Children forced to live or work on the street are at grave risk of abuse, violence, disease, trauma, addiction, and exploitation. In addition, many do not access education, making it even more difficult to change their situation.
According to the records of the government of Pakistan, more than 1.5 million girls and boys in the country are currently living or working on the streets, with many civil society organisations believing this figure could be as high as 2.5 million.
Working with children and their families to boost school enrolment and provide livelihood support
Islamic Relief is running a long-term, multi-year programme called the Protection of Children at Risk (POCAR) and is currently in its third phase. The initiative includes a range of evolving objectives and activities, with a broad scope, supporting many of the most vulnerable street children and their families in Pakistan. We have recently completed phase two of this project, which served as an important bridge between the first and third phases. The programme has now entered its third, longest and most robust phase.
So far, this project has greatly improved the wellbeing of children forced to live or work on the streets. During the second phase of the project alone , we have improved access to quality education for children living or working on the streets of Rawalpindi and Islamabad, Pakistan. The intervention focused on improving their wellbeing, while providing an environment in which they can access free education. Measures included providing livelihood opportunities, counselling, and protection services.
Islamic Relief has also improved basic education schools. Specifically set up for children living on the streets, they are not currently part of the formal education system. We provided them with items such as stationary, uniforms, sports materials, lighting, furniture, and water dispensers.
Islamic Relief then worked with the local government to launch an enrolment campaign in collaboration with parents and communities, to help ensure as many children as possible would benefit. In total, 750 children have now enrolled and are benefitting from these improved schools.

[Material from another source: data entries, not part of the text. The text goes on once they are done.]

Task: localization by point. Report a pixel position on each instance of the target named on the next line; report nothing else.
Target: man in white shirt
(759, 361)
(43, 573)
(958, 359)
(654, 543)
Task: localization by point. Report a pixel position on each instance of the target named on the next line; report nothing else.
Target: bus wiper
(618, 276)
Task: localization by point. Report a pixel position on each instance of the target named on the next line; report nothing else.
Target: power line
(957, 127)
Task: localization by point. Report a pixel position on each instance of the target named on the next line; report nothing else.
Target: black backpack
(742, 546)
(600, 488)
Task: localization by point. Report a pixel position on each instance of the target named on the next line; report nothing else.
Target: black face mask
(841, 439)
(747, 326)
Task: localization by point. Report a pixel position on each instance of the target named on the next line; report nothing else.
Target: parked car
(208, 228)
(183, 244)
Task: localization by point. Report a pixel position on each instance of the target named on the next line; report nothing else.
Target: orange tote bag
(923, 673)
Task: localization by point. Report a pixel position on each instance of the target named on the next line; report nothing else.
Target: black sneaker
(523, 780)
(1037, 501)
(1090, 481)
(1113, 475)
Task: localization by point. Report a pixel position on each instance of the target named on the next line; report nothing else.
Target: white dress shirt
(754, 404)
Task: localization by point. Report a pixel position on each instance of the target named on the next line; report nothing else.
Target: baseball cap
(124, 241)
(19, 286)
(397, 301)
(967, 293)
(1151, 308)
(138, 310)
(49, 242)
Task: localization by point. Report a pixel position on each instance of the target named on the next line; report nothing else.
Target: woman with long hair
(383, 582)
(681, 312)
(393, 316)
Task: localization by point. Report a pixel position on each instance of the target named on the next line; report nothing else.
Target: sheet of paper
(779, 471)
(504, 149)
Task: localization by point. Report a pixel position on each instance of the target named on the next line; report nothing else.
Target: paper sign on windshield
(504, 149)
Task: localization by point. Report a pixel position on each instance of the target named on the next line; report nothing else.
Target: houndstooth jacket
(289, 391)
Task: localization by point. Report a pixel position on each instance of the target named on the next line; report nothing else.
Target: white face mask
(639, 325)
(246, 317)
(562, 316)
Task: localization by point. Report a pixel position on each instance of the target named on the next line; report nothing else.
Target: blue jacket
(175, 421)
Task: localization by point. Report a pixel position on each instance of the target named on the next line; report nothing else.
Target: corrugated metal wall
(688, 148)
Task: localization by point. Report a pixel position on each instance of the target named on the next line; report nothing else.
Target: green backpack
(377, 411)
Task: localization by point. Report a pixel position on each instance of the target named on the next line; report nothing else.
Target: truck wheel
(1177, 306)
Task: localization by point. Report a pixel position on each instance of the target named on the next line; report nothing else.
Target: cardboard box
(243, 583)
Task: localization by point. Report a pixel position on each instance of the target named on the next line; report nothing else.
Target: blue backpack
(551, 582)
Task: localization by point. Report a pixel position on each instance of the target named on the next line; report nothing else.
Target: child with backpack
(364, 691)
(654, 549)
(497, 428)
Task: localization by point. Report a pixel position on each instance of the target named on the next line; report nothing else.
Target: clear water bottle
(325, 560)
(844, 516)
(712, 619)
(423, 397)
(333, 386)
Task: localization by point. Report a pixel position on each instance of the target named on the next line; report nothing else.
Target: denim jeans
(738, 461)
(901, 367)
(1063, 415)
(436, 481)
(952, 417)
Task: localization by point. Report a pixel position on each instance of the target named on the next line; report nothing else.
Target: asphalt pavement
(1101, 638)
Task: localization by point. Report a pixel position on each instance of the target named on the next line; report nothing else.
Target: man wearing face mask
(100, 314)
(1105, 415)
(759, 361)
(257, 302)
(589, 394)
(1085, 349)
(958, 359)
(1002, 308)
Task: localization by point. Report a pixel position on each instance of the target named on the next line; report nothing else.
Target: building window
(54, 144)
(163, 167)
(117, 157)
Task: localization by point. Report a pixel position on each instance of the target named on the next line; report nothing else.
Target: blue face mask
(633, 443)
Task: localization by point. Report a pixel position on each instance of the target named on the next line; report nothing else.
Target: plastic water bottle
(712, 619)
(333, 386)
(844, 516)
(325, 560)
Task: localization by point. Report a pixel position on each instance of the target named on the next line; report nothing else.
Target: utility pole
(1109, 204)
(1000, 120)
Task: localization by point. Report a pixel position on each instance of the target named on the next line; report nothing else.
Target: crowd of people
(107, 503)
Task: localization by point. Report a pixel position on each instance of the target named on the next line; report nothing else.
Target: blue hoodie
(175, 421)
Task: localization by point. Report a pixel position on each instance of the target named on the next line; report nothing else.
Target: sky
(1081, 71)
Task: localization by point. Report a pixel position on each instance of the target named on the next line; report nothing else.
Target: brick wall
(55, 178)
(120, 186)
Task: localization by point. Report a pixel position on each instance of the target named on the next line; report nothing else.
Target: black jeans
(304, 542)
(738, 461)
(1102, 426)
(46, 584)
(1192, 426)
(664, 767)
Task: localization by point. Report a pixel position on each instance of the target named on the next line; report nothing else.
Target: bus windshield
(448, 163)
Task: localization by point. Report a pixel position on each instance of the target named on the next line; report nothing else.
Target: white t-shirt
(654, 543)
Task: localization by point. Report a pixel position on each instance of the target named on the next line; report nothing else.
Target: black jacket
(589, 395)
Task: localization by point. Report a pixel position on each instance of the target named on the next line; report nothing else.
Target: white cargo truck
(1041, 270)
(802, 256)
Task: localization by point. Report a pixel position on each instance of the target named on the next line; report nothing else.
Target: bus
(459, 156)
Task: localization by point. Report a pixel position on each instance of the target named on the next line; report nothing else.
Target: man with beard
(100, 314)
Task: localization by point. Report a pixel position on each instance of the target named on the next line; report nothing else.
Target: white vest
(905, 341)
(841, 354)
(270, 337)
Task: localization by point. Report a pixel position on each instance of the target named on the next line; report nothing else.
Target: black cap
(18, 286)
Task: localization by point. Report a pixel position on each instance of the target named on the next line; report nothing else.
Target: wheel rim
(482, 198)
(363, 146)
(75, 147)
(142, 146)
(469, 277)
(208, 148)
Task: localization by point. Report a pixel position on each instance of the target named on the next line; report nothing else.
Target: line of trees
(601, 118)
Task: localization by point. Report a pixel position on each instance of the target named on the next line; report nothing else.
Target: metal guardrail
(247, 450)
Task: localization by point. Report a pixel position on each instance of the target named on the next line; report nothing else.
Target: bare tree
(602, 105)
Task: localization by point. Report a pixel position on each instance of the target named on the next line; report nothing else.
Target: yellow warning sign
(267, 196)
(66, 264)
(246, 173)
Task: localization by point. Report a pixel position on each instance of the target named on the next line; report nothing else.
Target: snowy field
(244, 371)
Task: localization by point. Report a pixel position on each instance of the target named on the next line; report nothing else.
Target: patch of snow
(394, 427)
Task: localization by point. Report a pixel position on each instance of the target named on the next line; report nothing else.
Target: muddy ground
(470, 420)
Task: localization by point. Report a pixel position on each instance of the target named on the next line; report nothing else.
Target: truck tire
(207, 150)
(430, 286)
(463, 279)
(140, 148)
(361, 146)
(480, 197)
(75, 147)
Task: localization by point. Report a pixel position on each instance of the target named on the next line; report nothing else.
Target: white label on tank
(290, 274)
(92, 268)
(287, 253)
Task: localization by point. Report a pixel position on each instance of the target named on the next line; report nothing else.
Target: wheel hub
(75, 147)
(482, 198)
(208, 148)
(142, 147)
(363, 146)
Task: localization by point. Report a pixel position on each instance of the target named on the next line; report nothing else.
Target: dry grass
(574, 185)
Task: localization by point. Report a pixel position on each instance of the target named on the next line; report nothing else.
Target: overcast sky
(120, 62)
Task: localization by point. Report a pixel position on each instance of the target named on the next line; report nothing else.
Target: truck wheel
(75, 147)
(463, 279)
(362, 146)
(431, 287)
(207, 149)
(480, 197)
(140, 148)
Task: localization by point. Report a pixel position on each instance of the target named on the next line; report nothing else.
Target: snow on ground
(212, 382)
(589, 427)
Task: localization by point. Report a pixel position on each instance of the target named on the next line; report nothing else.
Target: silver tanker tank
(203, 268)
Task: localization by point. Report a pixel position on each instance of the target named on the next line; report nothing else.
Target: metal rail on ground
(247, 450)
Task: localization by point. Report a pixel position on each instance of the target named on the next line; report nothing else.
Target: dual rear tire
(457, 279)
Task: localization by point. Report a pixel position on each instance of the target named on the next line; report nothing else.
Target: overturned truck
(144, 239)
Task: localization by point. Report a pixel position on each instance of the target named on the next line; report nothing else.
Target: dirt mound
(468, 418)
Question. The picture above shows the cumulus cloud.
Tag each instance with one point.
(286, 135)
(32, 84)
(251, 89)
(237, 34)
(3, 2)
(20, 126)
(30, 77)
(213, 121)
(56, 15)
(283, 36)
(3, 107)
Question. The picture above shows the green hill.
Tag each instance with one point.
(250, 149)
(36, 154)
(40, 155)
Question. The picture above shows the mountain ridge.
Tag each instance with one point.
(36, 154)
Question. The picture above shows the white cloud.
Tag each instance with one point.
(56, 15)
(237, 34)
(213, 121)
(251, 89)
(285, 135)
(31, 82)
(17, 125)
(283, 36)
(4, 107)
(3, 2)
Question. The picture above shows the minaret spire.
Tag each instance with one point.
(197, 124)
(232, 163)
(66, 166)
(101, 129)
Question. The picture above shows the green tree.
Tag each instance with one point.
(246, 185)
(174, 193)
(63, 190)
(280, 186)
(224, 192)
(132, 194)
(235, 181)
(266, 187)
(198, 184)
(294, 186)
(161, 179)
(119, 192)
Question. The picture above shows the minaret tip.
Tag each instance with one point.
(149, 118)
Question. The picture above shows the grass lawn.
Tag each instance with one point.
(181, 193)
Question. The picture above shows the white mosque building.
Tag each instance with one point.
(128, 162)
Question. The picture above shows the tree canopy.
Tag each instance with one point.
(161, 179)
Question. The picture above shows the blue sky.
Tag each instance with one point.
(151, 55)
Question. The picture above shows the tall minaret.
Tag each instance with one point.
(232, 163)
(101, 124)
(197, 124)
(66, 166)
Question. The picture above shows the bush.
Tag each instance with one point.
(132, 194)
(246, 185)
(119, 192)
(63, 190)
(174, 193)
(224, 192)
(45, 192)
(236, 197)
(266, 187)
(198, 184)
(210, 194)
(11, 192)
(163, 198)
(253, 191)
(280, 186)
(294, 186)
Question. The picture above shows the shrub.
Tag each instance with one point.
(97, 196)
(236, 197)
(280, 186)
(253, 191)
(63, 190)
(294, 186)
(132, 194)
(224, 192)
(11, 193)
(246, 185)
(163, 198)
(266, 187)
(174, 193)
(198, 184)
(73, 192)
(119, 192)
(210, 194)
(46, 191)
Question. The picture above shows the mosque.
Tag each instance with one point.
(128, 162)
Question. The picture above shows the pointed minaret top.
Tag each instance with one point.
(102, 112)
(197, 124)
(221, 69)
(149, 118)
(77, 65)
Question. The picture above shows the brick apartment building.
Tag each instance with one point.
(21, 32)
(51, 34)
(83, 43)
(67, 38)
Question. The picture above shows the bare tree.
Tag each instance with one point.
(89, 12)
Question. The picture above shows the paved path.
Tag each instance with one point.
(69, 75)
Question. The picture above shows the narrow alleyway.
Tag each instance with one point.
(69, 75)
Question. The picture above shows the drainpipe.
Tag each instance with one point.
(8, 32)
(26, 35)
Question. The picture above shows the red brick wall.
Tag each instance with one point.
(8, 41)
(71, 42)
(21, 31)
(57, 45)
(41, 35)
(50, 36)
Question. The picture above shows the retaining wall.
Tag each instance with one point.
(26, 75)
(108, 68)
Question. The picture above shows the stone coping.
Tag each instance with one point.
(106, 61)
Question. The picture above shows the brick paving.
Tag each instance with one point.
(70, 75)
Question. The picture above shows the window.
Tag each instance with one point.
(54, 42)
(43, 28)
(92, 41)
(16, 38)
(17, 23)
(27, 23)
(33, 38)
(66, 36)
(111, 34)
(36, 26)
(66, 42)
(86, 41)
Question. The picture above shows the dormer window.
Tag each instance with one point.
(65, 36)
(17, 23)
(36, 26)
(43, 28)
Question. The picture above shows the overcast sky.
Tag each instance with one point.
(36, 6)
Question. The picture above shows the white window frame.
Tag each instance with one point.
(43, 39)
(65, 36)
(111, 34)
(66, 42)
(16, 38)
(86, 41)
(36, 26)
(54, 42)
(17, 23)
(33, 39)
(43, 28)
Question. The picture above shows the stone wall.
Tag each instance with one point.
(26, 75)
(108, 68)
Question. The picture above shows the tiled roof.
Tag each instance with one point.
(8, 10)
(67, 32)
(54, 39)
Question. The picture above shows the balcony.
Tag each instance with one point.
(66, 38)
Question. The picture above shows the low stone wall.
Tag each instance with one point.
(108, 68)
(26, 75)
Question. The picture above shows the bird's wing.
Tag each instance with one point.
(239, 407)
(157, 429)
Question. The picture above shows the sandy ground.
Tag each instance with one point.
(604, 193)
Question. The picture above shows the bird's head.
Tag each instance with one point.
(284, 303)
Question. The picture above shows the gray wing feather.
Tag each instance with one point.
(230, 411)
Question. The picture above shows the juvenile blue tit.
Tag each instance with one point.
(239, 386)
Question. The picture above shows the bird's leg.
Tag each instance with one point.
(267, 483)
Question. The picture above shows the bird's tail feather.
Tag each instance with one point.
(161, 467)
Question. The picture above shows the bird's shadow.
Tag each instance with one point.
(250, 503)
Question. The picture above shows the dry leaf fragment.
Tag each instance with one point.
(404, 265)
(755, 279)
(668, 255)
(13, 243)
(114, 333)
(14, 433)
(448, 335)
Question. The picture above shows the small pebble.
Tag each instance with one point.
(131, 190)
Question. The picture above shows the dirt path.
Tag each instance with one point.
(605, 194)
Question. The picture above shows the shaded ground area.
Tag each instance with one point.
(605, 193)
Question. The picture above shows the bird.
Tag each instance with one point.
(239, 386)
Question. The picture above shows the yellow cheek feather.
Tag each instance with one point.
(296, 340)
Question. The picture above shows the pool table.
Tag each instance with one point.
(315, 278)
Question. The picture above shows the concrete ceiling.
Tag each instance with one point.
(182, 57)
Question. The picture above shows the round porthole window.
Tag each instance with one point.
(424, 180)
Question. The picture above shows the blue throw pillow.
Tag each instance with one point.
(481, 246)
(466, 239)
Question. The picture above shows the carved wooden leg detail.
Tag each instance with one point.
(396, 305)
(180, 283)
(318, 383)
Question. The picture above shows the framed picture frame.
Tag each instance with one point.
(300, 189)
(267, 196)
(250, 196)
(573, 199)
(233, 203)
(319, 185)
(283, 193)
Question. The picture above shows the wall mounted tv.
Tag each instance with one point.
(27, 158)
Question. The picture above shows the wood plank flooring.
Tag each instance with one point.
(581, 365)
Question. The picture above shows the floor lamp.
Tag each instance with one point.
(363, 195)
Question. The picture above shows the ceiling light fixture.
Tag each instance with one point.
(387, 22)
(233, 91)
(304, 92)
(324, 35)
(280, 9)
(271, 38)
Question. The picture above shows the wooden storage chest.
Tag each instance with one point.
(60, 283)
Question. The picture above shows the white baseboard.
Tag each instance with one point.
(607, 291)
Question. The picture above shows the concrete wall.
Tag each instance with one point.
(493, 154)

Helping the entire family flourish
As part of the project, we also provided business grants, livelihood training and tailoring kits to children’s families. This has meant that the 94 families involved in the scheme have been able to establish small tailoring businesses and now have a reliable source of income. This has helped ensure children do not need to return to working on the streets, and are able to continue with their education.
Seven-year-old Fatima lives in Rawalpindi. She has three sisters and one brother. Sadly, Fatima’s mother died and her father could not afford to support the family, instead putting them in the care of his relatives. Fatima moved in with her uncle, whose financial condition was poor, and so he was unable to send her to school. Instead, Fatima would sell corn on the streets to help the family.
Fatima has always wanted to attend school, but had been unable to do so. She used to see other children going to school while she was working, and wished to be able to attend school herself. It always made her feel sad, but she kept on dreaming.
We worked with Fatima’s uncle, who agreed to enrol her in school. Islamic Relief collaborated with the Punjab Literacy and the Non-Formal Basic Education Department to get her into a local school.
We also gave her books and stationary to help with her studies. She is now much happier now she is attending school, where she’s gaining a good education and has made friends.
Working with government bodies, children’s families, employers and wider society, so far the project has benefitted over 1,400 people and the third phase of the project is continuing to help to keep some of Pakistan’s most vulnerable children safe.